Analyst firm Gartner has released its worldwide smartphone sales data for Q2 2019, and it’s not good news for the industry. Total shipments have fallen 1.7 percent compared to the same period last year, dropping from 374 million to 367 million.
Part of the problem is that more people are waiting longer before upgrading their handsets to the latest devices. A recent survey showed that most consumers wait between three and five years before buying a new phone.
Samsung retained its long-held position at the top of the table as its shipments went up by almost 3 million units YoY. And despite its placement on an Entity List, thereby raising concerns over its future relationship with Google and Android OS, Huawei sales were up 16.3 percent YoY.
“As a result, they both grew market share in the quarter, which led them to account for more than a third of total smartphone sales globally,” Gartner said.

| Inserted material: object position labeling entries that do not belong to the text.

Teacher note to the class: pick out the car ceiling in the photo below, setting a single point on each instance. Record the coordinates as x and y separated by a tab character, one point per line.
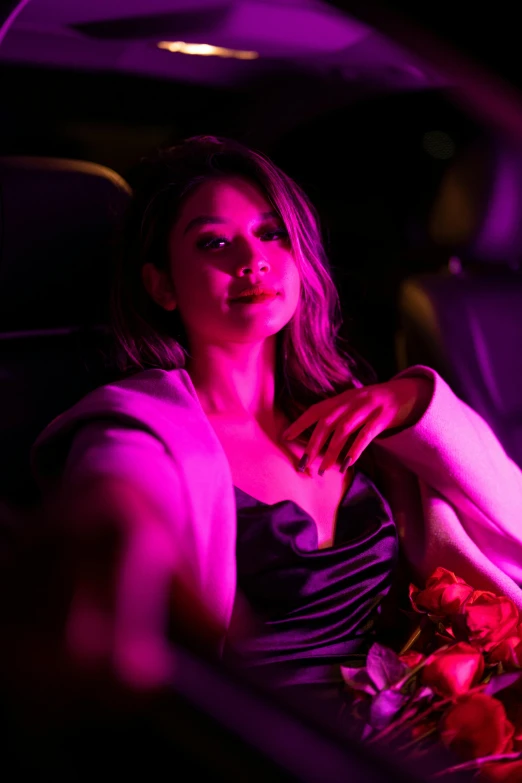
288	35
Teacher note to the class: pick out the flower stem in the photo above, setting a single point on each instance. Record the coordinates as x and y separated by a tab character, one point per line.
413	638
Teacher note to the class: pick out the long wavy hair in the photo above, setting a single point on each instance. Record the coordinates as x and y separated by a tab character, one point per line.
311	363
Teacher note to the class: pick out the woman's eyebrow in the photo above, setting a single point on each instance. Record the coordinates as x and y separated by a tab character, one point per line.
203	220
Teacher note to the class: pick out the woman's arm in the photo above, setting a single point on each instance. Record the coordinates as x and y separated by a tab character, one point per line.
131	577
452	449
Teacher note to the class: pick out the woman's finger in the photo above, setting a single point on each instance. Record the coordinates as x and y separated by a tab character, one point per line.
343	433
373	427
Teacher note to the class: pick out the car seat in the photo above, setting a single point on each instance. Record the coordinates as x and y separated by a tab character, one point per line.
466	320
58	221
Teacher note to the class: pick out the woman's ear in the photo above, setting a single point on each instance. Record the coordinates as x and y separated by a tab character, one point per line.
159	286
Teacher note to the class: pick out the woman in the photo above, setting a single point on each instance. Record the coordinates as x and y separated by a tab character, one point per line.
187	459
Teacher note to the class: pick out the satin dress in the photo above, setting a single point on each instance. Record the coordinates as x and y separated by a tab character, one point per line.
313	609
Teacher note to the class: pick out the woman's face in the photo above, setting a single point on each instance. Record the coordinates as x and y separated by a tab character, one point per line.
227	238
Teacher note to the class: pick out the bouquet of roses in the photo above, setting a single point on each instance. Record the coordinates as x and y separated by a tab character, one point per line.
457	681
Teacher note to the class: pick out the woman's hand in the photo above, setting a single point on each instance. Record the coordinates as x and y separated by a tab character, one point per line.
359	416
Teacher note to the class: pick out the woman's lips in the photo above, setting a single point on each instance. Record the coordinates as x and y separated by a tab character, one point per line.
257	299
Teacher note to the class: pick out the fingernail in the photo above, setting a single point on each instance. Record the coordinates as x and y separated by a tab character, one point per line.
303	462
347	462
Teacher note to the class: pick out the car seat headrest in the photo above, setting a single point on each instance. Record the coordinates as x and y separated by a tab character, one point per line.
476	213
58	220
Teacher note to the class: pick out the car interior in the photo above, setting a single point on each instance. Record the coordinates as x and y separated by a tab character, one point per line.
419	197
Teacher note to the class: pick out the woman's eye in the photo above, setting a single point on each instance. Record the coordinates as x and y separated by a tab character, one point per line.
271	236
212	243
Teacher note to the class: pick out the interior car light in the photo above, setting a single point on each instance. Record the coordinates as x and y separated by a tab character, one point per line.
206	50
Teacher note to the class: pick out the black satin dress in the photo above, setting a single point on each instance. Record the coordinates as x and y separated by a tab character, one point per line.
314	608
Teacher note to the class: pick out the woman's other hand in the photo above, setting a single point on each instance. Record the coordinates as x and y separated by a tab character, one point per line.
358	416
92	601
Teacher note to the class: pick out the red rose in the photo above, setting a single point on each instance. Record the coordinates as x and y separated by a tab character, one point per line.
454	671
503	772
489	619
444	593
411	658
475	726
509	652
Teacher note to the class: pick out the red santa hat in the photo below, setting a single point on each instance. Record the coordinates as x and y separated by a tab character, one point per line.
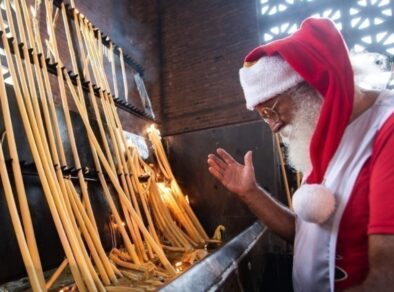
318	54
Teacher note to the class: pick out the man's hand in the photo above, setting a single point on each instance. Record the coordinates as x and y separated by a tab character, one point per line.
237	178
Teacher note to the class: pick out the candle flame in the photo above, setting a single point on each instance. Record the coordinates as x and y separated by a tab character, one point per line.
153	130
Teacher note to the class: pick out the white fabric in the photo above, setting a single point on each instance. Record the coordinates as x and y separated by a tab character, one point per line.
315	245
269	76
314	203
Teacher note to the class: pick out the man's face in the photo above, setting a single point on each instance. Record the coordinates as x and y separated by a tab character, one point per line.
297	112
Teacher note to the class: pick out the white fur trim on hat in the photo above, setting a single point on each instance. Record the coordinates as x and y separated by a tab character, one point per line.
314	203
269	76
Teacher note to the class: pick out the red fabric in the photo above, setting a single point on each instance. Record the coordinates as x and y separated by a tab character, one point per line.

While the US government’s ban announcement led to a fall in global sales for Huawei’s handsets, these improved following the recent 90-day extension it was granted. But the company mostly has China to thank for its success. Its devices grew in popularity by 31 percent in the country, resulting in 58 percent of Huawei's sales being generated in China.

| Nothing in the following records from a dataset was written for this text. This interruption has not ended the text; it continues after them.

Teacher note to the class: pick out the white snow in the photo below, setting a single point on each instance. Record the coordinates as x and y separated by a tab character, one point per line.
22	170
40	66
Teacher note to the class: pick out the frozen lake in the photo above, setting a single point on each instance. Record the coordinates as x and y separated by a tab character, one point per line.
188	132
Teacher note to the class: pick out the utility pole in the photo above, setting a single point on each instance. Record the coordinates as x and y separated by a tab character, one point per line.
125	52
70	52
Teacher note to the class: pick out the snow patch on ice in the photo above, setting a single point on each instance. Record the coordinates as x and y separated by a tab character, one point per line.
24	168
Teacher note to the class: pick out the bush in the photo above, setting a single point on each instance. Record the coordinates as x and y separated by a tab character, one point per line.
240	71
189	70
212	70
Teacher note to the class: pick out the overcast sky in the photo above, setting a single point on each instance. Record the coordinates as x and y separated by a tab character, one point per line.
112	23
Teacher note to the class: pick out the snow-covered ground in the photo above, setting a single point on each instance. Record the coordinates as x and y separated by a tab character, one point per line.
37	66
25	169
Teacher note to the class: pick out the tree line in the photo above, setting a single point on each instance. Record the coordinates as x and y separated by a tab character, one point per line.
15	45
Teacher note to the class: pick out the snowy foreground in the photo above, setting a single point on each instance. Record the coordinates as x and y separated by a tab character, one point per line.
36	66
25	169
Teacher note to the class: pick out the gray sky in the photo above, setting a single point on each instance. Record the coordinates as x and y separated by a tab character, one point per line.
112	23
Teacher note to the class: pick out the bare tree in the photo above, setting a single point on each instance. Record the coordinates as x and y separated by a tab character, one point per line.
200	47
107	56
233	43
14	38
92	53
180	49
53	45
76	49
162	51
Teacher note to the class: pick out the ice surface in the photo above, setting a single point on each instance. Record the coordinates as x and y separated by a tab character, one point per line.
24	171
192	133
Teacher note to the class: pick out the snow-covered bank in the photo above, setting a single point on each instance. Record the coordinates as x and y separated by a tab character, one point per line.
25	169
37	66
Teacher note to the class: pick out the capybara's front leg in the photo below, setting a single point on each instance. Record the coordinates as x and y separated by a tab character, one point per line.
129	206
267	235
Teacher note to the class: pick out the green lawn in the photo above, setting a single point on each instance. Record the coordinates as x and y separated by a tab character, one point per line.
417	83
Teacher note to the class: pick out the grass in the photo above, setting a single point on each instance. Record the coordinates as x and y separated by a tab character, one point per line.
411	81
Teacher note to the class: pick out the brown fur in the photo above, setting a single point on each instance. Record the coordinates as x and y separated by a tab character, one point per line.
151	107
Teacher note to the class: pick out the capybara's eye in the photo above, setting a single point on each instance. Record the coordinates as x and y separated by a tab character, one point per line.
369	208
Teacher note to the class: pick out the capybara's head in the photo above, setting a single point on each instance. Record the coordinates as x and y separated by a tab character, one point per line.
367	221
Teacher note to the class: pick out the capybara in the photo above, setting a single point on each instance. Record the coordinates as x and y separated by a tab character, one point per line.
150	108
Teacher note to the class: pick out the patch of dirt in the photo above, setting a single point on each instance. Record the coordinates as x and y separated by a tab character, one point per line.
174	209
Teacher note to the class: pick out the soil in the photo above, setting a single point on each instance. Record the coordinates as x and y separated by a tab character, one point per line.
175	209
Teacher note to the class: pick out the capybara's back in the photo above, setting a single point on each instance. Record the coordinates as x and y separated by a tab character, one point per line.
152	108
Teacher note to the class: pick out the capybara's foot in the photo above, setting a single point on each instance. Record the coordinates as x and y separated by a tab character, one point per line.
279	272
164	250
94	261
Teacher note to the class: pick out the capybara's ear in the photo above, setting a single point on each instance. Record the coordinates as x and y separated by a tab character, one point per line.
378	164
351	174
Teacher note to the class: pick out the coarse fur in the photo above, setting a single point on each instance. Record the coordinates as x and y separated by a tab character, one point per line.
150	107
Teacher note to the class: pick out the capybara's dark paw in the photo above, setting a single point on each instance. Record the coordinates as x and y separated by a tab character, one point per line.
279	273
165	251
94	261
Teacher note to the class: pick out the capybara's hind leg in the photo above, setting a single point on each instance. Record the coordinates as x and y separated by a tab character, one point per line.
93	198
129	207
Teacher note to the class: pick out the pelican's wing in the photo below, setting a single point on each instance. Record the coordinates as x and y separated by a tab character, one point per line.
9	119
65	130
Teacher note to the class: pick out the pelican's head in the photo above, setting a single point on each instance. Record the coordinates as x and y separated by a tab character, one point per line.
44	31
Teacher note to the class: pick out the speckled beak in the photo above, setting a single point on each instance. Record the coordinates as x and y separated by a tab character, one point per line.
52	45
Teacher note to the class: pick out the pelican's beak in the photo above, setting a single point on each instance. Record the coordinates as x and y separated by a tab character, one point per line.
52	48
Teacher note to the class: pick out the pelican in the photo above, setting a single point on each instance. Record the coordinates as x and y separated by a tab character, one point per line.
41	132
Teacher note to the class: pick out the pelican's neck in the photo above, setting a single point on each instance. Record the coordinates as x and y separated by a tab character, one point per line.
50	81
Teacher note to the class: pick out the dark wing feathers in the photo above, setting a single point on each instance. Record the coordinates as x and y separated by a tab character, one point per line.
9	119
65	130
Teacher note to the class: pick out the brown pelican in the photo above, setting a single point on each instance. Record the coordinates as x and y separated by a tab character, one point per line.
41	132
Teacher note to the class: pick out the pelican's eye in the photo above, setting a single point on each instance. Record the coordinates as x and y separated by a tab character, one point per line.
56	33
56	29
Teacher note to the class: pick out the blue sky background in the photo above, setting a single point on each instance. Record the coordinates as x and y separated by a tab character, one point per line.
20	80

It was unwelcome news for Apple, which saw iPhone shipments decline from 44 million to 38.5 million— a 13.8 percent YoY fall. That means big rival Samsung moved almost double the number of handset that Cupertino managed last quarter. Apple CEO Tim Cook has blamed slow sales in China and the battery replacement program as factors behind the declining shipments.
Gartner said smartphone sales will “remain weak” for the rest of the year, and will total 1.5 billion units in 2019. That’s down from the 1.55 billion sales in 2018.